Sunday, July 20, 2008

Queensland Spatial Conference

This week brought me up to the classy little town of Surfers Paradise for the annual Queensland Spatial Conference at the Holiday Inn. Cameron and I arrived Thursday morning, but only just, at ten to noon. We setup the OSGeo booth, lovingly donated by the conference organizers, and tried to get ourselves organised for the afternoon workshop.

AutoDesk was putting on the workshop, with MC duties provided by Andrew Bashfield. First up was Cameron Shorter, delivering a talk about the business case and advantages of open source and open licensing. The talk covered the basics very well, but some elements were written from the consultant point of view. Since we were speaking to a room full of government agency representatives, he glossed over some of these to focus on the more relevant tidbits.

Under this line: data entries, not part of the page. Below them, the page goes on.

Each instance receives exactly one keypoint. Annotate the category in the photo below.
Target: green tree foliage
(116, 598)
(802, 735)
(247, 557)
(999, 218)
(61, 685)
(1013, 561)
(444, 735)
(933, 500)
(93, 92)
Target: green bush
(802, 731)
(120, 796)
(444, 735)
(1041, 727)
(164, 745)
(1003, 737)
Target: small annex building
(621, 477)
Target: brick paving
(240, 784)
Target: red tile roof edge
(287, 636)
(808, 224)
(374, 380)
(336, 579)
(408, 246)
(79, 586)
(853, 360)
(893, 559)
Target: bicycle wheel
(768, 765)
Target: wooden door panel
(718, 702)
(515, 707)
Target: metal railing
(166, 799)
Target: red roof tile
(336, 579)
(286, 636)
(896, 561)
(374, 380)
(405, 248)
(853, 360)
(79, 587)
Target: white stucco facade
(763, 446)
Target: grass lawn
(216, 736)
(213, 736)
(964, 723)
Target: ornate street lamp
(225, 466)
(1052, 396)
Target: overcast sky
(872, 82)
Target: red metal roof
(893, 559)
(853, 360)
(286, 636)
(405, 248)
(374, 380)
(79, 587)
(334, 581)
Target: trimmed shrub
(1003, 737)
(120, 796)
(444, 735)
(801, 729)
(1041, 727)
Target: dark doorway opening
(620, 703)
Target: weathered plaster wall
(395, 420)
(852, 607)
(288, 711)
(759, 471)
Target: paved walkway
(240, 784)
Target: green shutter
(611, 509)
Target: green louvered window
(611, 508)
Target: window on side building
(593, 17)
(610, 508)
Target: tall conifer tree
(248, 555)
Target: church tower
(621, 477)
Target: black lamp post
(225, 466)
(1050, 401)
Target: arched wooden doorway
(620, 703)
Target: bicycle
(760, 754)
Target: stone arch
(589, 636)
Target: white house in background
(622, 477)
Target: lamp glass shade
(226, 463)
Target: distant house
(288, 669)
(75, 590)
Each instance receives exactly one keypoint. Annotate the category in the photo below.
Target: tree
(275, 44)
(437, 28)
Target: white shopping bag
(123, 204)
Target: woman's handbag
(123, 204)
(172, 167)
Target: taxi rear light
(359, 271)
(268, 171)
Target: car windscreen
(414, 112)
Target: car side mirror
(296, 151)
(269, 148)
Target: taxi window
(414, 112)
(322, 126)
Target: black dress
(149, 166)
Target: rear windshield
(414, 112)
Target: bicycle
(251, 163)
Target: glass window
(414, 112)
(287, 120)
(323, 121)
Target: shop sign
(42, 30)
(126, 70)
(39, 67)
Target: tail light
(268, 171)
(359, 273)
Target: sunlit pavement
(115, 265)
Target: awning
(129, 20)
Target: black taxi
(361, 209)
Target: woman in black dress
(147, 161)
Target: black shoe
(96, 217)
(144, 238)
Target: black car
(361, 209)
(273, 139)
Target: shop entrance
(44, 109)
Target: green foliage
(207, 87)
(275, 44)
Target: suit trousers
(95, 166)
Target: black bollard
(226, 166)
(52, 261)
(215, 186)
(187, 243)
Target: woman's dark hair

My presentation was next. I've given this same presentation a few times, originally writing it for the WALIS Forum in Perth. The difference was that at WALIS I had half an hour and felt rushed. Here, I had 15 minutes, and I had added slides that were omitted previously due to overlapping topics. Fortunately I hadn't spent much time reviewing the presentation, so I had forgotten much of the interesting detail that eats up so much time. I'm still new to presenting at these functions, so I'm not comfortable with how I sound when heard half through the speakers and half through my head. I'm also not used to the blank looks of participants. I heard nothing but positive feedback after the fact, but only one person in a room of 26 seemed to be listening. One guy, front row center, looked like he was about to fall asleep and plummet from his chair the whole time. He didn't, but it was close.

Next was Zac Spitzer and Sam Majid from Ennoble Consultancy. They took the group through a case study based on a deployment they performed at Ballarat University. It was quite lively, and my first proper look into MapGuide. Zac was an especially good presenter, considering he is a techie, but managed to meet with my biggest presentation fear. He finished five minutes early. After a few seconds of 'whoops', he proceeded to continue his talk by adding his personal commentary on the project and the use of open source. Aside from being quite impressive under pressure, it was the most interesting bit for me. It's all too rare that I get to hear from the technical side at these events.

Afternoon tea follow the Ennoble presentation, which was chased by a round table discussion. This was what I was looking forward to most at the conference. The room was divided into three groups, with a couple of the presenters 'chairing' each group, and the discussion topic was given: "What are the impediments to uptake of Open Source solutions?" My group was fairly lively, with half the participants controlling the floor most of the time. It was great to see the passion people had, not so much for the open source, but for their issues with their IT departments. I won't go into all the detail of the results, but a quick summary of the points that stuck in my mind follow.

IT Department

  • Policies don't allow Open Source.
  • Technology strategies are set well in advance and are not amenable to change.
  • Desktop systems are so locked down that no experimentation is possible.
  • Must be able to prove the utility/advantage of Open Source to effect policy change.
  • The above two make the change process very difficult and tedious.

Vendor Neutrality

  • Tenders are required to be vendor neutral, but...
  • They must integrate with existing proprietary and sometimes closed protocol systems.
  • Proprietary is seen as lower risk: "If you buy it, it must be better."
  • "Nobody gets fired for buying ESRI."
  • It's very difficult to migrate from the status quo.

Open Source

  • There is no support for Open Source. (lies, but it's a visibility issue)
  • Time is required to investigate the available options and make recommendations.
  • Security of Open Source is perceived to be laxer than proprietary.


  • Proprietary vendors not responsive to customer needs.
  • License costs are formidable.
  • Proprietary vendors often build blocks for integration with outside products.

None of this is especially revolutionary, but I was surprised how much frustration I saw towards the IT departments, especially considering the horror stories I've heard about administrating and maintaining some popular proprietary packages.

Finally, there was a presentation from Milton Lofberg, walking the group through the production of a web map using MapGuide. Milton walked us through the process starting with loading data into the repository, right up to adding widgets to the map view. It was a long presentation, but showed the power of MapGuide Studio to bring web cartography to the masses through a well-thought-out and mostly intuitive interface.

I spent the rest of the conference at the OSGeo booth. It was time well spent, with many advocates and many curious delegates finding their way to us. I fielded quite a few questions on the licensing issues surrounding Open Source software, especially in government, and there was a great deal of interest in simply knowing what we have to offer. All in all, it was a great excuse to see Surfers Paradise, and a productive effort in promoting awareness of OSGeo, as well as LISAsofts support of Open Source Geospatial products.